Dearest 1st 〜Dream〜





壱との出逢いは数年前。





こいつがまだ中学生だった時のこと。





壱もまた、俺らと同じ大学を希望した為に春からこっちに越してきた。






「壱、ちゃんと戸締まりしてきたか?」




「うんっ!してきたよっ!ゴローちゃん、今日の朝飯うまかった♪」





壱はニコッと吾郎に笑顔を振り向いた。





──…壱と吾郎は一緒に住んでいる。




そもそも、吾郎が一人暮らしをしようとしていたのに、壱が『金がない』と泣き喚いたのが始まりだった。
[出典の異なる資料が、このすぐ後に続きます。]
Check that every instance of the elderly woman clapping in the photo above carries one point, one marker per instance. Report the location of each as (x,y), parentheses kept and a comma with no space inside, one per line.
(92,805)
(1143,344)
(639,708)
泣きつく壱に、優しい吾郎はあっさり“ルームメート”承諾。





俺ならこんなバカ犬との生活は有り得ない。





……本当に吾郎は神様みたいな優しい奴だ。






「ほんなら出発すんで。」




「おっけーい♪」





壱の明るい声が車内に響き、俺はサイドブレーキを下げて車を動かした。






「…うっわ、今日ちょっと道混んでるかも?」





吾郎が憂鬱そうに行き先を見つめた。





「えーやだなー!」






「いけるやろ、だいぶ時間に余裕あるし。」






毎朝ごった返す通学路。





何だか知らないけど、

いつの間にかこのメンバーで毎朝通学するのが日課になっている。






電車の人混みが大嫌いな俺が車で通学するようにすると、吾郎も壱もセットで付いて来るようになった。






みんなで何気ない話をしながら通学っていうのも、そんなに悪くはない。